On Tue, 30 Jan 2024 10:18:00 GMT, Maurizio Cimadamore <mcimadamore at openjdk.org> wrote:

>> P.S. I guess what I'm implying here is: maybe we need a way to make getting the length of an array field easier as well
>
> Good observation... unfortunately I'm not too sure how to address this - in the sense that a single field can have N length accessors (one per dimension) - well, or at least N static fields. We could simply expose the field layout (and leave it to the client to decode the dimensions) - but that's not too usable, and it also feels a bit redundant (since the field layout can be derived, as you show, from the struct layout). Also, for globals we ditched layouts (because of accessor naming troubles), so the same approach wouldn't work there.
> 
> It feels like doubling down on layouts is the right way to go - and it would be generally useful to maybe have a layout per field/global variable. But the logistics of it are complicated, especially for global variables (where you'd need a extra holder class for each global variable to store the layout), and naming can be a pain too.

Thinking a bit more... while the hardwired array lengths are not ideal, I guess I still see the glass as half-full: the javadoc of the accessor shows the array declaration in full, and that will have the correct sizes displayed. Yes, it's a bit of a pity that the sizes are only captured in the javadoc, but I'm not sure we can fix that w/o moving to a more complex translation scheme. Also, the indices passed to the array accessor are validated dynamically (as the array handle is derived from the layout), so there's at least some dynamic safety.
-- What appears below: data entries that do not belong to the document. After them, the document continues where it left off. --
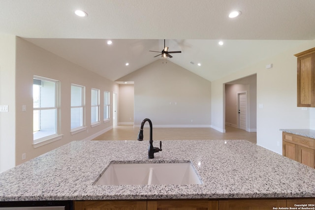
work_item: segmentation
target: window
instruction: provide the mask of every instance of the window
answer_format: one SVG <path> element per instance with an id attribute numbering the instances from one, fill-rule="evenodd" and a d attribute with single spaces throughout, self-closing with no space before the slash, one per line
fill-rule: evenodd
<path id="1" fill-rule="evenodd" d="M 34 144 L 58 133 L 58 81 L 34 76 L 33 139 Z"/>
<path id="2" fill-rule="evenodd" d="M 76 130 L 84 125 L 84 89 L 83 86 L 71 85 L 71 129 Z"/>
<path id="3" fill-rule="evenodd" d="M 99 122 L 99 90 L 91 90 L 91 124 Z"/>
<path id="4" fill-rule="evenodd" d="M 107 91 L 104 92 L 104 121 L 109 120 L 110 116 L 110 93 Z"/>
If we want to capture the dimensions in the generated code, we need at least a single `long[]` array. But then the problem is with naming: if we call this `<fieldName>$dims`, we go back to dollar names (which we tried to back away from with recent changes). The biggest issue of using simpler names (as we do now) is that we don't really have a great story for adding extra accessors in a way that is easily discoverable for clients (we have this same issue for exposing layouts of global variables, or function descriptors of native functions).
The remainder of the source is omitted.